Background: Connexin 43 (Cx43), a gap junction forming hexameric transmembrane protein located at the intercalated discs of cardiomyocytes (CM), plays a key role in coordinated electrical excitation and subsequent mechanical contraction. Beyond its well-known canonical role, Cx43 is also located in CM mitochondria, which are critical for CM function and survival during myocardial ischemia/reperfusion (I/R). Since increased expression and/or translocation of endogenous Cx43 to mitochondria and its phosphorylation reduce I/R injury, overexpression of Cx43 in CM could potentially provide cardioprotection through such non-canonical action of Cx43. However, constitutive Cx43 overexpression models caused developmental defects and reduced postnatal viability in mice, and the adeno-associated virus-mediated Cx43 overexpression models lack cell- and tissue-specificity, which complicates the interpretation of results.
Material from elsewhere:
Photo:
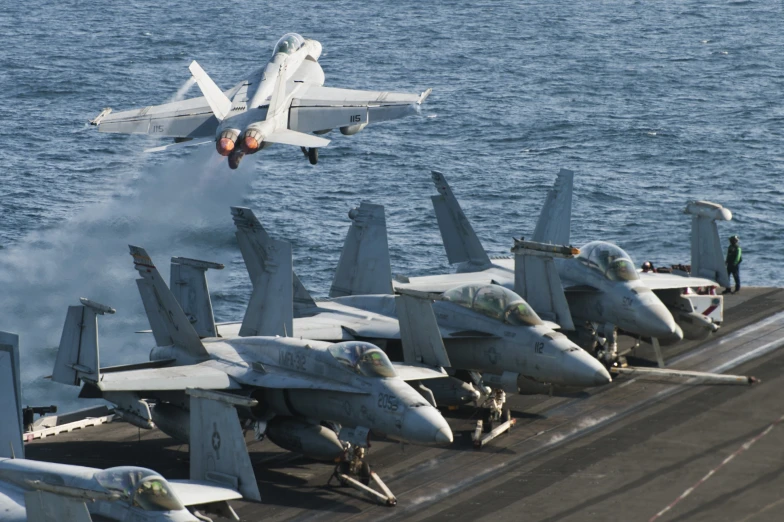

Aim: Generation of tamoxifen (Tx)-inducible CM-specific Cx43 overexpression (iCx43OE-αMHC) mice to characterize the cardioprotective potential of CM-specific Cx43 overexpression with the focus on infarct size development and mitochondrial function.
Methods and Results: Our transgenic mouse line with conditional Cx43 overexpression in cardiomyocytes (iCx43OE-αMHC) expressed murine Cx43 with a C-terminal P2A residue and the reporter mCherry in CM upon Tx-induction. All analyses were performed 14 days after Tx induction; iCx43OE-αMHC mice were viable and displayed no overt phenotype. The overexpression of Cx43 and its prototypic phosphorylation (pSer368) was analyzed in left ventricular (LV) tissue from Cx43+/- and littermate control mice by Western blotting. Total Cx43 protein expression was increased in Cx43+/- hearts, and the transgenic Cx43 was proportionally phosphorylated to the intrinsic Cx43 (Fig. A). Mitochondria were isolated by differential centrifugation from naïve hearts of Cx43+/- or control mice. Total and phosphorylated Cx43 protein levels were enhanced in isolated mitochondria of Cx43+/- hearts, indicating increased translocation of Cx43 to the mitochondria in transgenic hearts (Fig. B). Mitochondrial respiration was measured using substrate-inhibitor-uncoupler-titration high-resolution respirometry. Baseline, ADP-stimulated complex I, uncoupled, complex II, and complex IV respiration in mitochondria from Cx43+/- hearts did not differ from those in controls (data not shown). To assess whether the transgenic Cx43 overexpression provides cardioprotection, isolated perfused hearts from control and Cx43+/- mice were subjected to 30 min of global ischemia followed by 120 min of reperfusion and coronary flow and LV-developed pressure measured. Cx43+/- hearts were protected, as coronary flow and LV developed pressure were better restored during reperfusion, and consistent with this finding, infarct size was reduced by 37% (Fig. C). In mitochondria isolated after 10 min of reperfusion from Cx43+/- mice, mitochondrial function was improved, as ADP-stimulated complex I respiration was increased and ROS production decreased (Fig. D).
Conclusion: While transgenic Cx43 overexpression does not impact mitochondrial function under naïve conditions, it enhances mitochondrial function during cardiac ischemic stress, providing a potentially novel cardioprotective strategy.